An initial model of TaqVP was built by automatic means using Autobuild (within Phenix). A total of 75 iterative rounds of manual model building and maximum likelihood refinement were carried out with Refine (within Phenix) using default parameters, with each refinement step consisting of 3 cycles [33, 34]. Each refinement step included manual model rebuilding with COOT, guided by σA-weighted 2mFo-DFc and mFo-DFc difference maps [35]. One round of TLS parameterization with default settings was then used, followed by the addition of water, calcium, and acetate ions into ≥3σ mFo-DFc density. Structure validation was carried out with Molprobity [36], and molecular figures were generated with PyMOL (http://www.pymol.org/). The crystal structure and structure factors have been deposited to the Protein Data Bank (accession no. 5VF4).
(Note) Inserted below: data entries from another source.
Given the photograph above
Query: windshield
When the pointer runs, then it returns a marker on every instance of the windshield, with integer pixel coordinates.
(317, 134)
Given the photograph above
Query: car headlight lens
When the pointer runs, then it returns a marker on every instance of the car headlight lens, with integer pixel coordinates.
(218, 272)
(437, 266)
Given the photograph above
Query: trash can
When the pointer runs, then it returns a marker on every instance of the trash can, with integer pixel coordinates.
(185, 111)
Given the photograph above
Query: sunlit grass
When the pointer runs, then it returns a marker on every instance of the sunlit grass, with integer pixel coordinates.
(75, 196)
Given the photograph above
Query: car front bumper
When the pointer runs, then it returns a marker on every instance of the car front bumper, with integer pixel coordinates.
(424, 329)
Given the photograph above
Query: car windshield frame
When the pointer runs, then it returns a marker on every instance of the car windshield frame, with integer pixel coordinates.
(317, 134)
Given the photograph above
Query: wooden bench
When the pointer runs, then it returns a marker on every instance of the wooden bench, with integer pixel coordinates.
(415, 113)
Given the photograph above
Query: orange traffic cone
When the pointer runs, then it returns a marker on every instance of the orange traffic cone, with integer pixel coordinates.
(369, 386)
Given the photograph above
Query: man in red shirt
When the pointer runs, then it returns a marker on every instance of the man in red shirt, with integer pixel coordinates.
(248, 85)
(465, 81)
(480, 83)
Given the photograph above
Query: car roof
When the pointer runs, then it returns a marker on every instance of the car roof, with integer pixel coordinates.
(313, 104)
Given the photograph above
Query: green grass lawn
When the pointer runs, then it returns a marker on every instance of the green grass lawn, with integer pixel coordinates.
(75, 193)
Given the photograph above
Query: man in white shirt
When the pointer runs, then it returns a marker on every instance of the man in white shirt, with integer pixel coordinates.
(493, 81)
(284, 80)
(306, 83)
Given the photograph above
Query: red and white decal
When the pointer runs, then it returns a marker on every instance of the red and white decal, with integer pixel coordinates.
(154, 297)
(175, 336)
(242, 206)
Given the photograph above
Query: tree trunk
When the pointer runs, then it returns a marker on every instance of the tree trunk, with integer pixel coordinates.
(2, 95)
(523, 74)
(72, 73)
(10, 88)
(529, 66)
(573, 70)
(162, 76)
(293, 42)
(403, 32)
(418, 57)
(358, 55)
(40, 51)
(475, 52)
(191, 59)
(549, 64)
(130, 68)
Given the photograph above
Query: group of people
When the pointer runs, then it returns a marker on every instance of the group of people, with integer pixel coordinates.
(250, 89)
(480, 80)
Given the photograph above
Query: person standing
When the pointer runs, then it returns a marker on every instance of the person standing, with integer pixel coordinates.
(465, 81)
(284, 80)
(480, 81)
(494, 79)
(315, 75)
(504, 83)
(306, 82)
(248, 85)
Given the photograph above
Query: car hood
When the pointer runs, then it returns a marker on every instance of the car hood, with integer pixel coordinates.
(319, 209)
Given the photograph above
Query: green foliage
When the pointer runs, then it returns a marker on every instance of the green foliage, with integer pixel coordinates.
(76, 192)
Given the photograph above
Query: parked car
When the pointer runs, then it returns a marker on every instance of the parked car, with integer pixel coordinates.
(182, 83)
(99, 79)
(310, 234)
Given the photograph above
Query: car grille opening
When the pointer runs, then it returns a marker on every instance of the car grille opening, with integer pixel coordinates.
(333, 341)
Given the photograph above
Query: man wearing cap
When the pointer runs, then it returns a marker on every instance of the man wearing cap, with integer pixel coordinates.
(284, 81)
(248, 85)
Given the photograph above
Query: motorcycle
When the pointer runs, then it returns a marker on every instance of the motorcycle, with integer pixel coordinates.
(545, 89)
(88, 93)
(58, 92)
Structural alignment of VR and equivalent regions
The structure of the VR of TaqVP (amino acids 341–374) was compared to that of the VR of Mtd (amino acids 337–381), TvpA (amino acids 285–329), and AvpA (amino acids 181–210) using FATCAT [37].
CD Spectroscopy
CD spectra of Taq VP, Mtd-P1, and TvpA were collected between 195 and 260 nm at 24 °C with 1-nm intervals, and temperature denaturation scan was carried out between 25 °C and 110 °C at 216 nm with 1° intervals, using a quartz cell with a 1-mm path length on a model 202 spectrometer (Aviv Instruments) equipped with thermoelectric temperature control. Measurements were collected for Taq VP, Mtd-P1, and TvpA samples at 0.4 mg/mL, 0.3 mg/mL and 0.3 mg/mL, respectively. Protein samples were in 40 mM NaF, 10 mM NaPi buffer, pH 7.5. The CD signal from buffer alone was subtracted from the data before conversion to mean residue ellipticity.